Amâncio sai da imparcialidade, arregala os olhos, diz alto e furioso:
— Isso não existe, na cabeça de ninguém! Isso é casamento!
— Pai, não fique assim... Olhe...
— Não fique como? Furioso? É claro que vou ficar! Vocês vêm fazendo safadeza nas minhas costas e tenho que achar normal? Suma daqui seu safado!
— Senhor, vamos conversar... — Luciano é interrompido por um gesto de desdém de Amâncio. — Ficar com raiva desse jeito faz mal pra saúde do senhor.
— Eu disse pra você sumir! Tenho que conversar com a minha filha!
— Ele vai só se trocar... — diz Luiza.
— Vai agora! Se troque na rua, se bem que essa é única roupa, não é seu safadinho?
— O senhor está me ofendendo, eu não sou safado. O senhor dizer essas coisas me da liberdade de dizer coisas pro senhor também.
— Eu quero conversar com a minha filha sozinha, na minha casa! Entendeu?Suma.
Luiza e Luciano somem da vista do alterado pai. Amâncio impaciente ouve os sons de a porta bater e do retorno da filha. A cara de indignação dela poderia meter medo em alguém, menos no pai que dispara:
— Você acha que vou aceitar uma palhaçada dessas? Esse daí — apontando o dedo como se Luciano estivesse ainda presente —, come você, come a minha comida e tudo de graça. É um bostinha que não vou aceitar mais aqui dentro!
— Não fale mal ele! Ele não está aqui para se defender! — Luzia mostra que tem coragem se aproximando do pai.
— Eu falo mal! É um bostinha, um merdinha, um vadio, — contando na mão os xingamentos — um animal sem nome, um Zé ninguém que veio da rua pra se aproveitar!
— O senhor não dizia essas coisas dele antes, o senhor está sendo duas caras!

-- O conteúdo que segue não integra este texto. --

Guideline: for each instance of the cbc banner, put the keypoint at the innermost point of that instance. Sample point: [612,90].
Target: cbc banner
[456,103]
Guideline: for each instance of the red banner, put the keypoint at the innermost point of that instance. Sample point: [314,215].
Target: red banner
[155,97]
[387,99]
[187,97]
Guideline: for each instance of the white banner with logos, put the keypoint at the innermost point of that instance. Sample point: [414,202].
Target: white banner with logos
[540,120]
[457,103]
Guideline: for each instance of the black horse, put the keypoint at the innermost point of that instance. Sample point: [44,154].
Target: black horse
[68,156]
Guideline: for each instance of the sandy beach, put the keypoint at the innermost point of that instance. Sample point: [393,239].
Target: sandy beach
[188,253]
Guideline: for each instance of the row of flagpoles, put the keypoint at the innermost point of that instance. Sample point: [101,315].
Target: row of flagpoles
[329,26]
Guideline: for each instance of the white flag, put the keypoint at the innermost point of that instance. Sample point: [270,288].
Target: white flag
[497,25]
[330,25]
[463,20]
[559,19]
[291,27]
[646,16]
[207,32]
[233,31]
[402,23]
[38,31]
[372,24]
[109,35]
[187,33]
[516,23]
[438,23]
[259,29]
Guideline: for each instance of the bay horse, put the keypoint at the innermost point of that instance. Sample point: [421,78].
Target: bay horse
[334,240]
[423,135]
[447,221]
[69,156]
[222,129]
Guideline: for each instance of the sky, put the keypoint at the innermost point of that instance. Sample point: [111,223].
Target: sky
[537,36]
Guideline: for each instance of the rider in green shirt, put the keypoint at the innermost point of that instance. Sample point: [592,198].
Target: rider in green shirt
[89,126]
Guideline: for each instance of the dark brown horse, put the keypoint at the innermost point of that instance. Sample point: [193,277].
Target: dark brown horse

— Ele é duas caras também! O mínimo é retribuir!
— O senhor sempre falou que conversando a gente se entende... Na sua profissão o senhor precisa conversar com as pessoas para não ter confusão e está fazendo uma!
— Eu converso com pessoas que mostram o querem, pessoas querem exercer a dignidade plenamente, diferente do mendigo do seu ex-namorado, porque, por mim esse namoro acaba hoje!   
— O senhor não pode fazer isso!
— Eu vou conversar com sua mãe sobre isso, você faz isso porque não tem exemplo de casamento certo. O casamento, da sua mãe e eu, não deu certo, mas você pode ter um relacionamento forte —com a voz mais branda, Amâncio gesticula como se quisesse abraçar a filha.—, não precisa inventar essas coisas. Eu penso em você.
— Pelo amor de Deus, pai! O senhor expulsou o Luciano, xingou ele! Minha mãe não vai gostar de saber disso! É uma vergonha dentro dessa casa!
— Sua mãe não gosta dessas idéias avançadas e modernas, outro dia ela e eu conversávamos sobre esse mundo louco. Só porque nos separamos não conversamos mais? Não pense assim.  
Luiza esperava o apoio da mãe, porém como o pai quase falou por ela, calou-se. Ela se retirou da sala de jantar. Seu pai termina o café, bufando de raiva.